Mothers, we often take them for granted even though they are the ones who went through pain to bear us. Not only during birth but also during the time they carried a loved one. It makes a link that was never truly severed with the umbilical cord. Some always remember and some of us are a little challenged when it comes to showing mom we care.
For example, Neil has a difficult task. His mother is in the bush most of the time. If he calls, his phone message has to be copied down and relayed through another phone and two bush radios before he can wish mom well. It makes for a one-way conversation and a short one at that. Neil says he might say something in The Nation classifieds since she has a subscription. That’s the best a son can do in those circumstances.
Alex, on the other hand, has an easier time. His mother is down south and Alex is a great guy when it comes to Mother’s Day. He sends a card, phones his mom and always puts a classified in The Nation. If he’s around he’ll give flowers, then take her out to dinner and a movie. You can’t go wrong with that. That’s a son’s appreciation for his mother. But it’s always hard to decide exactly what to do for Mother’s Day to make her feel special. I have a friend who says her mother has everything, so beyond the flowers and such she doesn’t know what to do. She’s not alone.
And ladies, I know a lot of husbands and kids aren’t quite sure what to get. One mother came up with a great solution; she cuts out catalogue pages and circles the items she likes. This way she gets something she wants and it’s still a surprise. It sure beats getting a new vacuum cleaner. No woman appreciates getting something that reminds her of her chores around the house, no matter how much “we need it.” Remember it’s Mother’s Day for her sake.

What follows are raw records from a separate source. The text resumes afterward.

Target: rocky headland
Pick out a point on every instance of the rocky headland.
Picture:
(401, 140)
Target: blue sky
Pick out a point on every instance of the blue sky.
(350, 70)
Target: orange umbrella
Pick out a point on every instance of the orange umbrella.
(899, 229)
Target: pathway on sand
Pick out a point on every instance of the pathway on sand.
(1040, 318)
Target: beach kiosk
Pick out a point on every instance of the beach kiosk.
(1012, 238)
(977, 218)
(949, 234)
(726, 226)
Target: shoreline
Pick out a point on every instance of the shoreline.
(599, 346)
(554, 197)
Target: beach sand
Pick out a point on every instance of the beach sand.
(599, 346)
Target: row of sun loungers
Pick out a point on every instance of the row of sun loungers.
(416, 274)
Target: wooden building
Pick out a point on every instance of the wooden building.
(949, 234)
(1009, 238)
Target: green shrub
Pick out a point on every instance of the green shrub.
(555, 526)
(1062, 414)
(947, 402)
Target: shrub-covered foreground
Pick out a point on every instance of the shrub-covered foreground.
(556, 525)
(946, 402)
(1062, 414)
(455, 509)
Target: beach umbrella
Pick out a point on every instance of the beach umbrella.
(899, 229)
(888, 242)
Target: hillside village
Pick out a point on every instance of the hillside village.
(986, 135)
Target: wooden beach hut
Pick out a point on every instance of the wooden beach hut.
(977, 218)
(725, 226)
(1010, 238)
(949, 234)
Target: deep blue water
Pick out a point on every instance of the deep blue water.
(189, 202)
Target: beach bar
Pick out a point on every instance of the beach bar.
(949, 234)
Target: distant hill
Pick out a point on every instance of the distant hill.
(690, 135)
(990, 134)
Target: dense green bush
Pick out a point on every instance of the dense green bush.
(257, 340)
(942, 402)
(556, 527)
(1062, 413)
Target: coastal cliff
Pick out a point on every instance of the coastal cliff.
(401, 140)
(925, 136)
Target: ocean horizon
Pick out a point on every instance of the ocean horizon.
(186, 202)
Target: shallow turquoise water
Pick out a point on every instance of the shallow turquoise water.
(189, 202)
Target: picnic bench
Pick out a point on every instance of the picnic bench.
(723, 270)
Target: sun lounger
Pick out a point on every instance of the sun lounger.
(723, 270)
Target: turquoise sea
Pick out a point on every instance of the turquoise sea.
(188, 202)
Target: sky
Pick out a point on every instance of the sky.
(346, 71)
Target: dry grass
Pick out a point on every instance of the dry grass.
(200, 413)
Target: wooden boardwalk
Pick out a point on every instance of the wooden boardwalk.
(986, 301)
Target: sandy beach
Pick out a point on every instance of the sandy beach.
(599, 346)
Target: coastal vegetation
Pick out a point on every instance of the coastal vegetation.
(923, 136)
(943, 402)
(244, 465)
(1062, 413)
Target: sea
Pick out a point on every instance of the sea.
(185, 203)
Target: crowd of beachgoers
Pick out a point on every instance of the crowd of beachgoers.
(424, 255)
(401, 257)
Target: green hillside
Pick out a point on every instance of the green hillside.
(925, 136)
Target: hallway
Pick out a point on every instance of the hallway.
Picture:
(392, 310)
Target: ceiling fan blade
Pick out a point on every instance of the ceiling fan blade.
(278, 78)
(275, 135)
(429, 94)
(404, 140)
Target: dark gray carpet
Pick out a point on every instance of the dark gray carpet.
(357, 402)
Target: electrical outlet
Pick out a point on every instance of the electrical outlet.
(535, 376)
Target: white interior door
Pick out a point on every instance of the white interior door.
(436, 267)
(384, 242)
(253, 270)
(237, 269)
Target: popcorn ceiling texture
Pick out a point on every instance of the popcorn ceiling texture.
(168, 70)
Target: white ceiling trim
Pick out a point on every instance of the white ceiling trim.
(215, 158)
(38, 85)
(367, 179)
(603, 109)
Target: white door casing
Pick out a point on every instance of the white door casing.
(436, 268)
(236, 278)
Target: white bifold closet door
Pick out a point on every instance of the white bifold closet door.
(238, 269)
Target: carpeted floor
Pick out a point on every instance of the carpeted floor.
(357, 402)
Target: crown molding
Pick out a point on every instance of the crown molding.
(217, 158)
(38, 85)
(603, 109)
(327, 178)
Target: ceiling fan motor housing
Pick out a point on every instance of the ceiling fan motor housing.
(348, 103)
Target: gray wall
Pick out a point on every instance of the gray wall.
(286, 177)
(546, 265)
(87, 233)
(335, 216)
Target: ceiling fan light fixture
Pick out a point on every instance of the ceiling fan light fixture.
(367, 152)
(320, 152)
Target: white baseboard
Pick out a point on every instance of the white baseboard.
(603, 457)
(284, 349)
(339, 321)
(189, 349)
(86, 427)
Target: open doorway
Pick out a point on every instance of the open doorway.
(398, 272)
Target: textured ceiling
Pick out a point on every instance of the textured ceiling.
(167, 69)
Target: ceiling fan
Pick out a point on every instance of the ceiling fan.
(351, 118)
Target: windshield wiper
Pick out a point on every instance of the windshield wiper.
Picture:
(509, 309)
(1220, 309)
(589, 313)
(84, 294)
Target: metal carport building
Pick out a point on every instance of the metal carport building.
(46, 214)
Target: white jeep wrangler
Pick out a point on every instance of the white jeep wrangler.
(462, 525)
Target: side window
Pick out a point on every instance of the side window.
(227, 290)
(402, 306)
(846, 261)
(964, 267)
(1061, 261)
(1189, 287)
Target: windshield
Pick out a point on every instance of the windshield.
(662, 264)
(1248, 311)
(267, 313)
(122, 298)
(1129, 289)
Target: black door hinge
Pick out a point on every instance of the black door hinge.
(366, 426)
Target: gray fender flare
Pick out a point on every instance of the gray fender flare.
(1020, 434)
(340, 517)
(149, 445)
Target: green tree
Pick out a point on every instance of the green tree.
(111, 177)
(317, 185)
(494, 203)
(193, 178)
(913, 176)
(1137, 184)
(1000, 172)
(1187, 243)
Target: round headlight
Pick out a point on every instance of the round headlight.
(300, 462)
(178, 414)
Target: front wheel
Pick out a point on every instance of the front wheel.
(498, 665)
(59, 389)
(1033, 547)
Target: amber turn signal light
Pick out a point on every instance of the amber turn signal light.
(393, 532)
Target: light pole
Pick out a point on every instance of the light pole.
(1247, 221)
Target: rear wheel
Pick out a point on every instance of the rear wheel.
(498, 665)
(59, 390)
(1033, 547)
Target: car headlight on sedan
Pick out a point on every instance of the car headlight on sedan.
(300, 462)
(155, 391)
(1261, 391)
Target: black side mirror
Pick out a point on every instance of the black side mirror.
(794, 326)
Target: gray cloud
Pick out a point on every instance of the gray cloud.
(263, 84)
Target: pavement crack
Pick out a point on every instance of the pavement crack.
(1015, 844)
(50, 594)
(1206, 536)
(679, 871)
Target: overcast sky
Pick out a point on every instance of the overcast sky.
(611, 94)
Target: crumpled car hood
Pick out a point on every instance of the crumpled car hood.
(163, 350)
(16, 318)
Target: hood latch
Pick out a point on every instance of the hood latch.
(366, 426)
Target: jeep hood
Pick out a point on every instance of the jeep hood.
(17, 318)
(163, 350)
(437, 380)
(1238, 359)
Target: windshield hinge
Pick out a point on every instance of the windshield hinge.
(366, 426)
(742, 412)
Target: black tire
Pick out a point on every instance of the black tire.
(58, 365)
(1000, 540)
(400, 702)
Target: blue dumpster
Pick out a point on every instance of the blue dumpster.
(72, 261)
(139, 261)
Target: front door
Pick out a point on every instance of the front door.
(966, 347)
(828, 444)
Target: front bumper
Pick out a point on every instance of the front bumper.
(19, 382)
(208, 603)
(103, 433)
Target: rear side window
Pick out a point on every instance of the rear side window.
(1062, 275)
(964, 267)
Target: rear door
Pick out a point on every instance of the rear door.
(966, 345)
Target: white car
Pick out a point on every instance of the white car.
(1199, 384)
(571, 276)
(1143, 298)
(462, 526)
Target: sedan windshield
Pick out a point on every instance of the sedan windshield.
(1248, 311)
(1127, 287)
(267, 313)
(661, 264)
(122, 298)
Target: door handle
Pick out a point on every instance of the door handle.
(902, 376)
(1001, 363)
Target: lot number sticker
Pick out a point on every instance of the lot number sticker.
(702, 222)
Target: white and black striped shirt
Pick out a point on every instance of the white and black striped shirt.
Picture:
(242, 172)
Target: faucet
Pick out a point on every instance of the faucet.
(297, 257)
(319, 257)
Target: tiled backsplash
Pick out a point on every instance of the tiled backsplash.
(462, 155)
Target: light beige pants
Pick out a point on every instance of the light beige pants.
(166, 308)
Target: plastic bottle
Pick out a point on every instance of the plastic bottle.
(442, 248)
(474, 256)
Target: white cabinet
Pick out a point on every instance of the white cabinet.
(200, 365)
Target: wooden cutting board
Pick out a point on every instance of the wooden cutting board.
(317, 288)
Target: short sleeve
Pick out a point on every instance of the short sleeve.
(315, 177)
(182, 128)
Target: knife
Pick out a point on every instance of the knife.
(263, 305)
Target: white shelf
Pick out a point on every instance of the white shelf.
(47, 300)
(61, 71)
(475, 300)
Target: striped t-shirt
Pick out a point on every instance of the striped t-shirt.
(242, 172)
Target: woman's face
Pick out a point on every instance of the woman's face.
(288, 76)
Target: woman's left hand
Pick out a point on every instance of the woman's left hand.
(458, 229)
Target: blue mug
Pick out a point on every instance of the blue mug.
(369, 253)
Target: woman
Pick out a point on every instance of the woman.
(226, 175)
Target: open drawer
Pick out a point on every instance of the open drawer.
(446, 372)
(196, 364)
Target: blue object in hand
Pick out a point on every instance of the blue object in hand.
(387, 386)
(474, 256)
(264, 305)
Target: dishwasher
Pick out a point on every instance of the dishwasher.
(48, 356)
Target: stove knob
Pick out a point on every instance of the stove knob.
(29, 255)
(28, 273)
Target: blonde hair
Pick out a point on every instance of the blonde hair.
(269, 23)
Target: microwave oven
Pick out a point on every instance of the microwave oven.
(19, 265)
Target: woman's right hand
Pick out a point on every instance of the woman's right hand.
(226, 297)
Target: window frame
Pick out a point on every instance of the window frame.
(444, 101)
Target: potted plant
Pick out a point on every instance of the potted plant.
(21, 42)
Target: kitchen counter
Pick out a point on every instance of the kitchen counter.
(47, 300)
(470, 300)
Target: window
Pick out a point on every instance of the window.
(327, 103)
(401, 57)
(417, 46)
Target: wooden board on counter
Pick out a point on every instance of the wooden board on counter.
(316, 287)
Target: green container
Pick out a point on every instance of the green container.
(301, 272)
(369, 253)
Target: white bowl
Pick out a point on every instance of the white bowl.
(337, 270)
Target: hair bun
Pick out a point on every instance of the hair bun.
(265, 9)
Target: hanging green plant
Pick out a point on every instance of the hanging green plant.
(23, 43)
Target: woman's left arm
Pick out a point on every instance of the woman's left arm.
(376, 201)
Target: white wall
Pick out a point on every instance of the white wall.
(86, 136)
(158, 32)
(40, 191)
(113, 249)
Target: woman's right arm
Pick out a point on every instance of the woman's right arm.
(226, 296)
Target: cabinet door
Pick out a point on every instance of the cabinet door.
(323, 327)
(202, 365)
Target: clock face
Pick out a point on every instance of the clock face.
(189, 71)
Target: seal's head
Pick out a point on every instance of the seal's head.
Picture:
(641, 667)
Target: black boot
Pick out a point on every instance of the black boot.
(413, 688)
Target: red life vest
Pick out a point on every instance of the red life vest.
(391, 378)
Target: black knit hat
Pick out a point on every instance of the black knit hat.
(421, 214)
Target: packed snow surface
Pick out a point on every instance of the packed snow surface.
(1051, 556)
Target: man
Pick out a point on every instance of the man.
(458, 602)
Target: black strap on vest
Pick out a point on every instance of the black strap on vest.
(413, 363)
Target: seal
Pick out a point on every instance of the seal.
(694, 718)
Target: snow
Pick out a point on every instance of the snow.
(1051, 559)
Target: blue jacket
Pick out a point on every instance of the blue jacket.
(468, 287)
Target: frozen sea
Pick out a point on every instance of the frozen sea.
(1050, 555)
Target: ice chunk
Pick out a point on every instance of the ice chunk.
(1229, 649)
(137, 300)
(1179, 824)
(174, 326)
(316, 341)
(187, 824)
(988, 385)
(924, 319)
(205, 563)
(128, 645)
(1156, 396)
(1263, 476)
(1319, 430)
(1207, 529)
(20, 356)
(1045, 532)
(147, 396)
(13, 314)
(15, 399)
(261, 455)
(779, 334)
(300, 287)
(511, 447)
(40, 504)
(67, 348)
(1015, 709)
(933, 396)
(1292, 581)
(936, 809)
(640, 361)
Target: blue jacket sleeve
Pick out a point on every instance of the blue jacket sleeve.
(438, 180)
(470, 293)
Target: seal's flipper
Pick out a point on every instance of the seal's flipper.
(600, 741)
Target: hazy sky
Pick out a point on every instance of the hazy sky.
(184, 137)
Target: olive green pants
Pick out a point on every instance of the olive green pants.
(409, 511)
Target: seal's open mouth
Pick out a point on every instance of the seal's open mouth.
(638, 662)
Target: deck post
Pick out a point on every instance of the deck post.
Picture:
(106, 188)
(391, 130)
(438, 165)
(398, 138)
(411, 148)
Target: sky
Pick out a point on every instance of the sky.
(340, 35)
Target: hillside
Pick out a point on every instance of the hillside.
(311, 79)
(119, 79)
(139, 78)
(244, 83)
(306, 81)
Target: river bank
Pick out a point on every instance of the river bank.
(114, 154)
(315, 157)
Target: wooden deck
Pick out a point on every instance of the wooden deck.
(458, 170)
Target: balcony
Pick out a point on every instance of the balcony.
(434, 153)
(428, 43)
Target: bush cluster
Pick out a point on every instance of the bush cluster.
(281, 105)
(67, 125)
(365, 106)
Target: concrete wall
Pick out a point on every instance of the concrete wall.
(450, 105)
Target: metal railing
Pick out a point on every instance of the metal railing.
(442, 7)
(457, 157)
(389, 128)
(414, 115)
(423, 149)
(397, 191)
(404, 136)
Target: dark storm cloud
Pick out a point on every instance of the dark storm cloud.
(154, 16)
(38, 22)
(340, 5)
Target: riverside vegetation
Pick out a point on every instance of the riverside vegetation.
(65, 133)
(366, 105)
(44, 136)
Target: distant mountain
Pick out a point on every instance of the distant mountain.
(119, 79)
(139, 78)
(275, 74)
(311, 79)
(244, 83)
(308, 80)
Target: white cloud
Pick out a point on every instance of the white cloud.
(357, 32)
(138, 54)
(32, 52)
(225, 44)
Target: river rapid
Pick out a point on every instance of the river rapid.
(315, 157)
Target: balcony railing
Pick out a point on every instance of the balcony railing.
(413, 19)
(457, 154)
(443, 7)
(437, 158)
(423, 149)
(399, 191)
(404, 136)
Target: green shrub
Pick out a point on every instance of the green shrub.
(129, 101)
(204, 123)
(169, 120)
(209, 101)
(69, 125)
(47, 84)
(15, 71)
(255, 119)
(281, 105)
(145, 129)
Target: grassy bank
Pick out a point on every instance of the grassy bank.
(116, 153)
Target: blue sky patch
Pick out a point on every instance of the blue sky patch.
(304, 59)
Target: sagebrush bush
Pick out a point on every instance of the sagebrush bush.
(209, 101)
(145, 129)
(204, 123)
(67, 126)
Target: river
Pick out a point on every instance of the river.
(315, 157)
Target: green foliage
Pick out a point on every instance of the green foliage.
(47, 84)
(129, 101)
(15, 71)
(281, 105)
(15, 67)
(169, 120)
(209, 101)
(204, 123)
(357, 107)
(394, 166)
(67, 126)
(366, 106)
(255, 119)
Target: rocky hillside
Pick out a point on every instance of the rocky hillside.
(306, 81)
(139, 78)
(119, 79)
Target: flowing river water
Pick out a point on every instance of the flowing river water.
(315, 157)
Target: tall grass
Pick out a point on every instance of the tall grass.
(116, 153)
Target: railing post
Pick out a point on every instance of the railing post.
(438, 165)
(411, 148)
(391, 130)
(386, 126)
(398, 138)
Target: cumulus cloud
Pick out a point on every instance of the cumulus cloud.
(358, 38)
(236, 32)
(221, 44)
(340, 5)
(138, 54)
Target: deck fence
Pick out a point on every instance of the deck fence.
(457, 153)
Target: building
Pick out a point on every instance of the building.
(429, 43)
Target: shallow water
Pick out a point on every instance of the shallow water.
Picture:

Some moms feel guilty about chocolates but would never refuse a chocolate bar from a toddler on Mother’s Day. Most mothers I know would love to go for a walk and come back home after a few hours to find the house spotlessly clean, furniture polished and supper cooking. Another idea is to give mom a night alone, not on Mother’s Day of course, but arrange a night that’s all hers for later in the week, month or year. Her choice, naturally.
If you’re looking at perfume, buy her what she always wears or something she has let you know she wants. Giving women the wrong scent is nasty. It’s the same thing with sexy lingerie. It’s Mother’s Day, not husband’s day! Just take your time and be considerate, and you’ll have no problems.
In a bit of Mother’s Day trivia, you be interested to know that after U.S. President Woodrow Wilson declared Mother’s Day a national holiday in 1914, Anna Jarvis, the founder of Mother’s Day, may have thought her work was over. Unfortunately, the holiday took on a commercial tone, and in 1923, Jarvis filed a lawsuit to stop a Mother’s Day festival. Later, she was arrested for disturbing the peace at a Mother’s Day convention. She was furious to find the white carnations she had designated as the official Mother’s Day flower being sold. “I wanted it to be a day of sentiment, not profit,” Jarvis protested. She eventually admitted to being sorry she had ever started the holiday, and Jarvis spent all of her inheritance trying to return the holiday to its loving intentions.
And that’s the real meaning of Mother’s Day. It’s not buying something for Mom; it’s showing you care. I personally think it’s all right to purchase something but only with the loving intentions Jarvis had in mind.
Happy Mother’s Day to all mothers everywhere.